I've grabbed a few odds and ends from various boards. I'd bet a large number of Ebay pulls come from this method. I don't do it very often because all my old stuff is easy to find parts for. But if I needed a specail ship for my Atari's I wouldn't hesitate ti find another game system to grab parts from. -- Linux Home Automation Neil Cherry ncherry@linuxha.com http://www.linuxha.com/ Main site http://linuxha.blogspot.com/ My HA Blog Author of: Linux Smart Homes For Dummies
I have but not with a chip puller. I had depopulated many scrap circuit boards years ago using a cardboard box, vice grips & propane torch.
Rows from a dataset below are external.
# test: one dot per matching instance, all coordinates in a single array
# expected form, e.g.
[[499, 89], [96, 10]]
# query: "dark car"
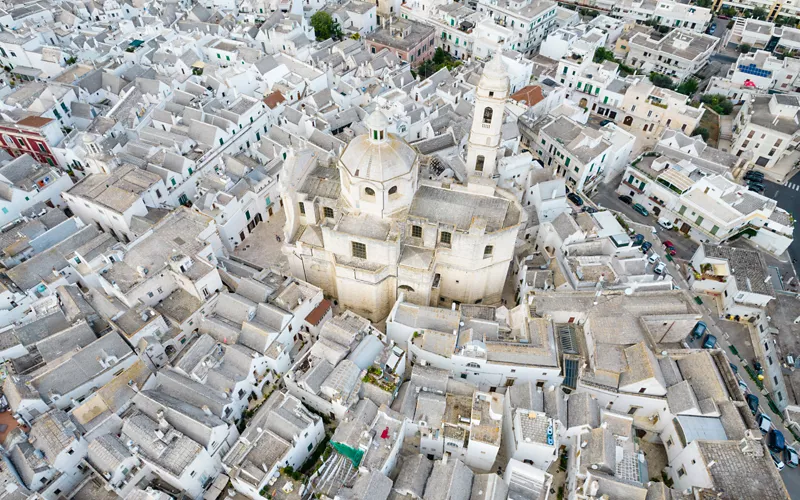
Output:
[[752, 403], [574, 198], [790, 457], [753, 175], [775, 441], [699, 329]]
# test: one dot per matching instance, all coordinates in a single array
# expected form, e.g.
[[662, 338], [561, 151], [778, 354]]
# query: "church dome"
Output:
[[378, 156]]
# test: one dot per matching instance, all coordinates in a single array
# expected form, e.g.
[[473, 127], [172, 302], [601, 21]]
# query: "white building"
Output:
[[766, 126], [343, 226], [678, 54]]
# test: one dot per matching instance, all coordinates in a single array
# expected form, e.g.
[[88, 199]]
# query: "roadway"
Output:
[[788, 198], [606, 197]]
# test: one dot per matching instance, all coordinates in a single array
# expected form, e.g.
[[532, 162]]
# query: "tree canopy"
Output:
[[325, 27]]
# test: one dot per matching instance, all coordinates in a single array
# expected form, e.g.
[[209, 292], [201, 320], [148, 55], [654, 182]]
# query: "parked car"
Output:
[[777, 461], [699, 329], [665, 223], [752, 403], [574, 198], [764, 423], [743, 386], [753, 175], [790, 457], [775, 441]]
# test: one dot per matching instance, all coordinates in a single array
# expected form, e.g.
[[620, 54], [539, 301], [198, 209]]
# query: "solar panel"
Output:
[[752, 69], [570, 372], [566, 337]]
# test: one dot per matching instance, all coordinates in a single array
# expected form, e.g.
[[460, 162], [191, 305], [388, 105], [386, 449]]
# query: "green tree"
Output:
[[719, 103], [688, 87], [702, 132], [325, 27], [603, 54], [662, 81]]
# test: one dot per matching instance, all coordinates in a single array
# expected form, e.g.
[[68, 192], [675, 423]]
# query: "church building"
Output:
[[370, 229]]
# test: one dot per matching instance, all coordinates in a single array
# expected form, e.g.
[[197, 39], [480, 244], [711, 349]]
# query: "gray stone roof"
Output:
[[107, 453], [450, 480], [413, 475]]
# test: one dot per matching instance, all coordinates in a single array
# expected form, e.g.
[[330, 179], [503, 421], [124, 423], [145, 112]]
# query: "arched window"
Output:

I held the board with the vice grips, heated the solder side with the torch and rapped the chip side into the box. The box collects the solder, chips and anything else that falls off (like bypass caps). I then cleaned up the IC leads as needed with a desoldering tool. Other than the occasional solder bridge between pins, the ICs come out pretty clean. I then marked them with a dot of paint so I knew where they came from. I stored these separately from my new stock chips. I used an IC tester board on my Apple ][ to test all my chips before I used them. I rarely do this these days but I did it a lot as a frugal college student when I would pick up a board with 30 or 40 TTL chips on it for a buck or 2 at a swap meet. Regards, Jeff On Fri, Apr 16, 2021, 5:28 PM Duane Craps via vcf-midatlantic < vcf-midatlantic@lists.vcfed.org> wrote:
Group,
I remember reading a article many years ago, I think it was in BYTE, about salvaging IC's from discarded Printed Circuit Boards by using a chip puller and a torch on the back. Has anyone actually done this? I guess now you could try with a hot air gun?
-- DuaneCraps sdɐɹɔ ǝuɐnp
On Fri, Apr 16, 2021 at 8:29 PM Duane Craps via vcf-midatlantic < vcf-midatlantic@lists.vcfed.org> wrote:
Group,
I remember reading a article many years ago, I think it was in BYTE, about salvaging IC's from discarded Printed Circuit Boards by using a chip puller and a torch on the back. Has anyone actually done this? I guess now you could try with a hot air gun?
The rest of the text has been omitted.